True! There’s a difference between chronological age (i.e., how much time has passed while we’ve been alive) and biological age (i.e., what our diverse markers of aging look like).
Biological age often gets talked about as a simplified number, but it’s more complex than that, as we can age in different ways at different rates, for example:
- Visual markers of aging (e.g. wrinkles, graying hair)
- Performative markers of aging (e.g. mobility tests)
- Internal functional markers of aging (e.g. tests for cognitive decline, eyesight, hearing, etc)
- Cellular markers or aging (e.g. telomere length)
- …and more, but we only have so much room here
There are things we can do to slow most of those, including:
- Good nutrition (e.g. collagen and lutein, to keep specific parts of the body functioning “like those of a younger person” ranging from the joints to the eyes and brain)

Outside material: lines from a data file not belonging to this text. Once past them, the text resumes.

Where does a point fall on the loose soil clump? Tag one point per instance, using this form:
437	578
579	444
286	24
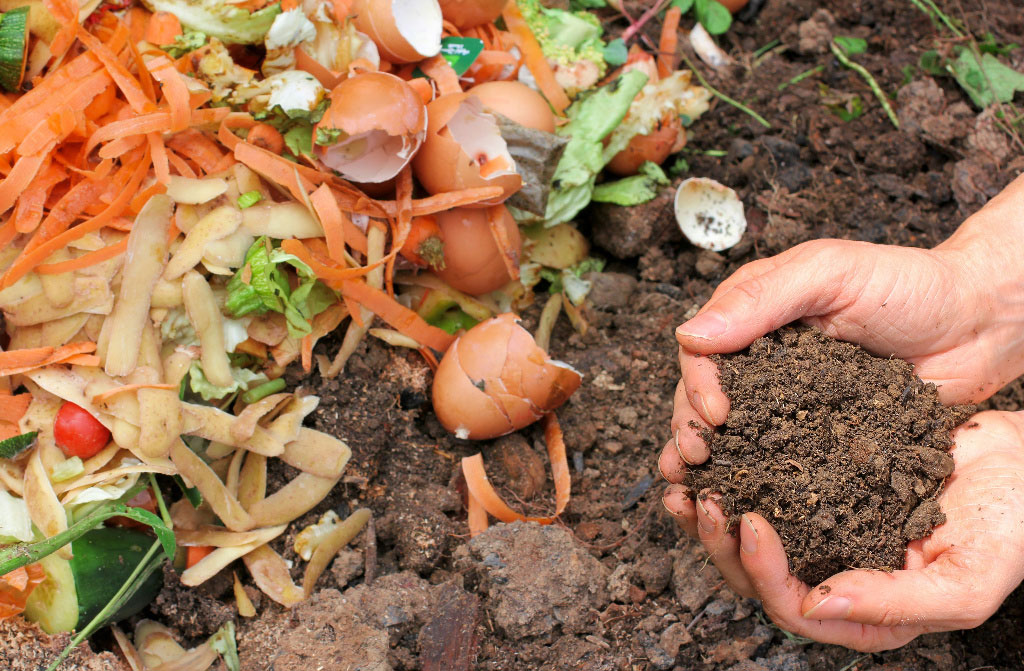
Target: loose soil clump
843	452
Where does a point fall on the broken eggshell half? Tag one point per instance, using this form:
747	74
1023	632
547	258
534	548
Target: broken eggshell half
374	126
710	214
404	31
495	380
473	260
464	150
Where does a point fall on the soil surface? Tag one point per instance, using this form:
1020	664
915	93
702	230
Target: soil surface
616	585
843	452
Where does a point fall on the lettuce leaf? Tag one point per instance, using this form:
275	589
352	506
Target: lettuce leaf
262	285
636	190
591	119
219	18
244	378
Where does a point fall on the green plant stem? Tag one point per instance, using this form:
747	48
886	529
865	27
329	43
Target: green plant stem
725	98
801	77
151	561
936	14
766	48
867	77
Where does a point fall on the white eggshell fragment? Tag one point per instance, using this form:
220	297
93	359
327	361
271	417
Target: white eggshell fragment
710	214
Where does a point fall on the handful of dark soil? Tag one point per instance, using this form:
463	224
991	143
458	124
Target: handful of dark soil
843	452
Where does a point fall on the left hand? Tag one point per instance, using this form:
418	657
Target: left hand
953	579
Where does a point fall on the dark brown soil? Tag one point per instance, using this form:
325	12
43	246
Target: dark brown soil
844	452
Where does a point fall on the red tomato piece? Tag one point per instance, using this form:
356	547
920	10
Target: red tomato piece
78	433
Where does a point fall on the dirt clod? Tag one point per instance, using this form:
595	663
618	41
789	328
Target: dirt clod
535	578
24	646
844	453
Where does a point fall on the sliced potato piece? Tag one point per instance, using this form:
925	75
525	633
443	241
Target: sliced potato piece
226	506
44	508
206	319
282	220
160	414
195	192
219	223
145	258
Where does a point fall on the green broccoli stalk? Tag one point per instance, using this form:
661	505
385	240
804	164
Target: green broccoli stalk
570	41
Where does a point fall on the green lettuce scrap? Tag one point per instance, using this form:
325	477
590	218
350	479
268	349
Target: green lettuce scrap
268	289
591	119
219	18
569	281
636	190
565	37
188	41
244	379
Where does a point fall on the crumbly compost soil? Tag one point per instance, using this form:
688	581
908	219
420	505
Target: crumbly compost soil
843	452
616	586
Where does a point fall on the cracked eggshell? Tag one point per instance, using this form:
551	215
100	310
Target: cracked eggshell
383	123
495	380
517	101
710	214
654	147
473	262
467	13
464	150
404	31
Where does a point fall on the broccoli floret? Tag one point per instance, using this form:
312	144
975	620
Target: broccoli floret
571	43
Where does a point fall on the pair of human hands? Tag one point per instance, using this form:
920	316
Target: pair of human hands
961	323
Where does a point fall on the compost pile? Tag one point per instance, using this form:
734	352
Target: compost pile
843	452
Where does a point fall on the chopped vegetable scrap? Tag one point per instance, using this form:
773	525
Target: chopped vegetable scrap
195	193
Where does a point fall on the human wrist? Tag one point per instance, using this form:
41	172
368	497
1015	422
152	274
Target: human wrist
986	258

- Anti-oxidant activity (e.g. eating anti-oxidant foods, supplementing with anti-oxidants or other things that mitigate oxidative stress, and avoiding foods that hasten oxidative stress which causes many kinds of aging)

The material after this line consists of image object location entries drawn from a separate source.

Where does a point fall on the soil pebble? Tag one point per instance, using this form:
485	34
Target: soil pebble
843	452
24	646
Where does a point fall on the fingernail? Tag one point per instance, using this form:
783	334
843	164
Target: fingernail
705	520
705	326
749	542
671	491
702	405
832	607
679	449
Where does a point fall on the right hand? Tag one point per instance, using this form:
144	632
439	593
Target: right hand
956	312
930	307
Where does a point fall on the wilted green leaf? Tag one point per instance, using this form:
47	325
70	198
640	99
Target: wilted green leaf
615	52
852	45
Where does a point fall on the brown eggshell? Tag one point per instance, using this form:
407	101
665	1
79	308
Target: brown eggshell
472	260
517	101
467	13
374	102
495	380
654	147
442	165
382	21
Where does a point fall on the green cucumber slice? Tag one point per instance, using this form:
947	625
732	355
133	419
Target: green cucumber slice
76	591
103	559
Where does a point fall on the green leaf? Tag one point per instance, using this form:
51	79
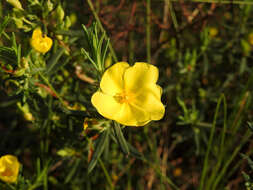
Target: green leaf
8	55
99	148
53	60
120	138
134	152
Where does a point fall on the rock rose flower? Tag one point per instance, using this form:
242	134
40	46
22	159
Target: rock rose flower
129	94
9	168
40	42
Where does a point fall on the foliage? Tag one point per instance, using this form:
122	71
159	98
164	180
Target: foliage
48	121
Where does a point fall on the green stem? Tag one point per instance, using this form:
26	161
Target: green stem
52	88
106	173
148	31
220	1
210	141
165	178
102	29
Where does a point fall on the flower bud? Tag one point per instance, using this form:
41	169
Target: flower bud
9	168
15	3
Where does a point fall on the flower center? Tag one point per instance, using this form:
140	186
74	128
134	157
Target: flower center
123	97
7	173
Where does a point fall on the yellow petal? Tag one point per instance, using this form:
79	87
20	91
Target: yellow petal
10	166
39	42
105	104
150	100
140	75
37	33
112	80
132	116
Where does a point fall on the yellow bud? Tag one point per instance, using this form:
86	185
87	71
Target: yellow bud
250	38
213	31
177	172
9	168
60	12
15	3
40	42
73	18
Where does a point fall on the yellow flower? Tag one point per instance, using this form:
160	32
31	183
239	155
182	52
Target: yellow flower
40	42
130	95
9	168
213	31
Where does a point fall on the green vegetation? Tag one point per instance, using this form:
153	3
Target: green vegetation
204	52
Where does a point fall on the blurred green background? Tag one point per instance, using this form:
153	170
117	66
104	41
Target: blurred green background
203	50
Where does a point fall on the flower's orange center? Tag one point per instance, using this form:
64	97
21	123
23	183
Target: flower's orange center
7	173
123	97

- Getting good sleep (not to be underestimated for its restorative importance)
- Taking care of our cognitive health
- Taking care of our mental health (especially: reducing stress)
- Taking care of our mobility (prevention is better than cure!)
In the case of cognitive decline particularly, check out our previous article:
How To Reduce Your Alzheimer’s Risk
It’s too early to worry about… / It’s too late to do anything about… True or False?
False and False!
Many things that affect our health later in life are based on early-life choices and events. So it’s important for young people to take advantage of that. The earlier one adopts a healthy lifestyle, the better, because, and hold onto your hats for the shocker here: aging is cumulative.
However, that doesn’t mean that taking up healthy practices (or dropping unhealthy ones) is pointless later in life, even in one’s 70s and beyond!
Read about this and more from the National Institute of Aging:
What Do We Know About Healthy Aging?
We can halt aging: True or False?
False, for now at least. Our bodies are not statues; they are living organisms, constantly rebuilding themselves, constantly changing, every second of every day, for better or for worse. Every healthy or unhealthy choice you make, every beneficial or adverse experience you encounter, affects your body on a cellular level.
Your body never, ever, stops changing for as long as you live.
But…
We can reverse aging: True or False?
True! Contingently and with limitations, for now at least.
Remember what we said about your body constantly rebuilding itself? That goes for making itself better as well as making itself worse.
- If yesterday you couldn’t touch your toes and today you can, congratulations, you just got younger by a biological marker of aging.
- If you stopped drinking/smoking/eating a certain way last year, and this year your skin has fewer wrinkles, congratulations, you got younger by a biological marker of aging.
- If you’ve been exercising and now your heart rate variability and VO2 max are better than last month, congratulations, you got younger by a biological marker aging.
- If you took supplements that reduce and/or mitigate oxidative stress (e.g. resveratrol, CoQ10, l-theanine, etc), and you took up intermittent fasting, and now your telomeres are longer than they were six months ago, congratulations, you got younger by a biological marker of aging.
But those aren’t really being younger, we’ll still die when our time is up: True or False?
False and True, respectively.
Those kinds of things are really being younger, biologically. What else do you think being biologically younger is?
We may indeed die when our time is up, but (unless we suffer fatal accident or incident first) “when our time is up” is something that is decided mostly by the above factors.
Genetics—the closest thing we have to biological “fate”—accounts for only about 25% of our longevity-related health*.
Genes predispose, but they don’t predetermine.